PARIS: Nearly 3.8 billion people could face extreme heat by 2050, and while tropical countries will bear the brunt, cooler regions will also need to adapt, scientists said Monday.

Demand for cooling will “drastically” increase in large countries like Brazil, Indonesia, and Nigeria, where hundreds of millions of people lack air conditioning or other means to beat the heat.

But even a moderate increase in hotter days could have a “severe impact” in nations not accustomed to such conditions, such as Canada, Russia, and Finland, said scientists from the University of Oxford.

In a new study, they looked at different global warming scenarios to project how often people in the future might experience temperatures considered uncomfortably hot or cold.

They found “that the population experiencing extreme heat conditions is projected to nearly double” by 2050 if global average temperatures rise 2°C above preindustrial times.

But most of the impact would be felt this decade as the world fast approaches the 1.5°C mark, said the study’s lead author Jesus Lizana.

“The key takeaway from this is that the need for adaptation to extreme heat is more urgent than previously known,” said Lizana, an environmental scientist.

“New infrastructure, such as sustainable air conditioning or passive cooling, needs to be built out within the next few years to ensure people can cope with dangerous heat.”

Prolonged exposure to extreme heat can overwhelm the body’s natural cooling systems, causing symptoms ranging from dizziness and headaches to organ failure and death.

It is often called a silent killer because most heat deaths occur gradually as high temperatures and other environmental factors work together to undermine the body’s internal thermostat.

Climate change is making heatwaves longer and stronger, and access to cooling — especially air conditioning — will be vital in the future.

The study, published in the journal Nature Sustainability, projected that 3.79 billion people worldwide could be exposed to extreme heat by mid century.

This would “drastically” increase energy demand for cooling in developing nations where the gravest health consequences would be felt. India, the Philippines, and Bangladesh would be among the countries with the largest populations affected.

The most significant change in “cooling degree days” — temperatures hot enough to require cooling, such as air conditioning or fans — was projected in tropical or equatorial countries, particularly in Africa.

Central African Republic, Nigeria, South Sudan, Laos, and Brazil saw the biggest rise in dangerously hot temperatures.

“Put simply, the most disadvantaged people are the ones who will bear the brunt of this trend, our study shows for ever hotter days,” said urban climate scientist and research co-author Radhika Khosla.

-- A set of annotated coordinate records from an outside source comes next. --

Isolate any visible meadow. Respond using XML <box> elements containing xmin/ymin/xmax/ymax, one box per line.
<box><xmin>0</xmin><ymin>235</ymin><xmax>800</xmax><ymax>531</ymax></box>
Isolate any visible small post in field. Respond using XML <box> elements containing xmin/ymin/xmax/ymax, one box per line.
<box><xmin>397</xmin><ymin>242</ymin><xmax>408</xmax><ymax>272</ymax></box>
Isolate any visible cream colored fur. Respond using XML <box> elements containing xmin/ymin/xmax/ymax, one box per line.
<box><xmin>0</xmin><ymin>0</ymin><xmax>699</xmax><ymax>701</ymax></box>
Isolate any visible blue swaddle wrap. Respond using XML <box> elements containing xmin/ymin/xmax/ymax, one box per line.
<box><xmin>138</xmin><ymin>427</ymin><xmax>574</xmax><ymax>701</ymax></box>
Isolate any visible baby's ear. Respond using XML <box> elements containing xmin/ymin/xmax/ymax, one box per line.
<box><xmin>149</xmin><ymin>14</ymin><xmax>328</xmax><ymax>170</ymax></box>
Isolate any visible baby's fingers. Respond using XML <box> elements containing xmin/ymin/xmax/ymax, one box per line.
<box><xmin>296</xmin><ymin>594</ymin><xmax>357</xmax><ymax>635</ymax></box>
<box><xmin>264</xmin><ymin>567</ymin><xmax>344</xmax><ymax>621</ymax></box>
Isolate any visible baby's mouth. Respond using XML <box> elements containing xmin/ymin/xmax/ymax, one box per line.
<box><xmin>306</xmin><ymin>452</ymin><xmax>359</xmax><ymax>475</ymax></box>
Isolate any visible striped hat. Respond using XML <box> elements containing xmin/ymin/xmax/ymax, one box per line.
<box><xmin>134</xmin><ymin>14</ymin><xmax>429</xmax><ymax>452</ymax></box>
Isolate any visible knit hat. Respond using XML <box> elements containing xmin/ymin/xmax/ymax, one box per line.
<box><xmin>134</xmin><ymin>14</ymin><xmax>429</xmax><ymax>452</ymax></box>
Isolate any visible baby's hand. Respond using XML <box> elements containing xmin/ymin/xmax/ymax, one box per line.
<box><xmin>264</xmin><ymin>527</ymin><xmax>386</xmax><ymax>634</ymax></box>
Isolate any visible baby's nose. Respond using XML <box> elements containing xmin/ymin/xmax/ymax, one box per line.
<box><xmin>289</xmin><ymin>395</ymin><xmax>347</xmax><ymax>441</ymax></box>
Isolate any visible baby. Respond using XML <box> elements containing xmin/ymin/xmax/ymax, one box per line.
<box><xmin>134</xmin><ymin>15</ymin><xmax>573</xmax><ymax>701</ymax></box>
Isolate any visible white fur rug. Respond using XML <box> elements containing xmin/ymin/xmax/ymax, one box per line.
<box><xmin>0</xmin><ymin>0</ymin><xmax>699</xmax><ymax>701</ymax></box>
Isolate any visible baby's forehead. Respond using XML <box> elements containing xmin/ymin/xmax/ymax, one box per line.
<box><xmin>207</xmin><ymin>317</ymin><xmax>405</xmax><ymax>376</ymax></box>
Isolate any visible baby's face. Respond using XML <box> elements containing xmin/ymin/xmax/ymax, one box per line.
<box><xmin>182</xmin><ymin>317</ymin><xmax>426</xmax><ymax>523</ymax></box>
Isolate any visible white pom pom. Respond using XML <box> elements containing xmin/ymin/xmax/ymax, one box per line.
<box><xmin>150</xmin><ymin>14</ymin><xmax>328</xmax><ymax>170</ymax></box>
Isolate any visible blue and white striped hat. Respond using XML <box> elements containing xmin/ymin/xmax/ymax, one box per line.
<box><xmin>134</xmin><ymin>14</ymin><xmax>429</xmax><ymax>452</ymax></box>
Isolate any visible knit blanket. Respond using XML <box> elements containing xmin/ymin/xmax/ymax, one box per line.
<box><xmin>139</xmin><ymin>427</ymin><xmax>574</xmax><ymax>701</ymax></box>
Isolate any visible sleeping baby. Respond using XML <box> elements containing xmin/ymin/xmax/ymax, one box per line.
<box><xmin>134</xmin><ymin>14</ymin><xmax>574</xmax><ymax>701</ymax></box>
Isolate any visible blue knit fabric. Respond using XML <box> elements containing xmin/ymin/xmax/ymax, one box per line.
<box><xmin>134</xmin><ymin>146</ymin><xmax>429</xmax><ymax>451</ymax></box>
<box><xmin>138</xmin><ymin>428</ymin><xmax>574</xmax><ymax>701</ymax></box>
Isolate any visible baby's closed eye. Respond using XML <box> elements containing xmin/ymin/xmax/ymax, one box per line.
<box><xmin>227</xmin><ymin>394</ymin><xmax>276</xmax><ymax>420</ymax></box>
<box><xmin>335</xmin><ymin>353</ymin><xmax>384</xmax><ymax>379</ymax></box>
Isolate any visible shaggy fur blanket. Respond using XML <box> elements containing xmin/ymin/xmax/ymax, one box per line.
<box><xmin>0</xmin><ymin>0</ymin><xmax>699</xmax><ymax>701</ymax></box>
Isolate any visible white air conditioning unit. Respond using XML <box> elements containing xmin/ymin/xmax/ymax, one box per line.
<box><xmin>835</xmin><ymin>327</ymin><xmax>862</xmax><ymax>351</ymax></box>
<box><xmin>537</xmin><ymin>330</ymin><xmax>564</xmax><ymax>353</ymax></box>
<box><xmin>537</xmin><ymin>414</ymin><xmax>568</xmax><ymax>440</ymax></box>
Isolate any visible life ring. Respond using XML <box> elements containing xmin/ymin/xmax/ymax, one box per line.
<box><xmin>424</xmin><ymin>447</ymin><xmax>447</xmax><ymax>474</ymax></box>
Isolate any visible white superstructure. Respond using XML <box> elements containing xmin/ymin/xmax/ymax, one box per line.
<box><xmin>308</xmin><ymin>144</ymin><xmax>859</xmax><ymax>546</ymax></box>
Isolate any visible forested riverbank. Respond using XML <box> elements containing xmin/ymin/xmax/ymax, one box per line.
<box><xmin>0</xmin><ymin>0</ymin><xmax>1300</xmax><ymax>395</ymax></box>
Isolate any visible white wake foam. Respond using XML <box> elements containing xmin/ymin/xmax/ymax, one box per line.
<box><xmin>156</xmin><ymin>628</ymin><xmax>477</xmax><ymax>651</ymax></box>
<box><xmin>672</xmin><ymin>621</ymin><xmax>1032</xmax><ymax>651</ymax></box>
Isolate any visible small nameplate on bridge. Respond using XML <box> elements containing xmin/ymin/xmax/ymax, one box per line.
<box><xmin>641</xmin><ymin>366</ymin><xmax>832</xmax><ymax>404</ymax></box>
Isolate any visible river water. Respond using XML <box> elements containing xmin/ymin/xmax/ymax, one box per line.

But wealthier countries in traditionally cooler climates also “face a major problem — even if many do not realize it yet,” she added.

Countries like Canada, Russia, and Finland may experience steep drops in “heating degree days” — temperatures low enough to require indoor heating — under a 2°C scenario.

But even a moderate rise in hotter temperatures would be felt more acutely in countries not designed to withstand heat, the authors said.

In these countries, homes and buildings are usually built to maximize sunlight and minimize ventilation, and public transport runs without air conditioning.

Some cold-climate nations may see a drop in heating bills, Lizana said, but over time these savings would likely be replaced by cooling costs, including in Europe, where air conditioning is still rare.

“Wealthier countries cannot sit back and assume they will be OK — in many cases, they are dangerously underprepared for the heat that is coming over the next few years,” he said.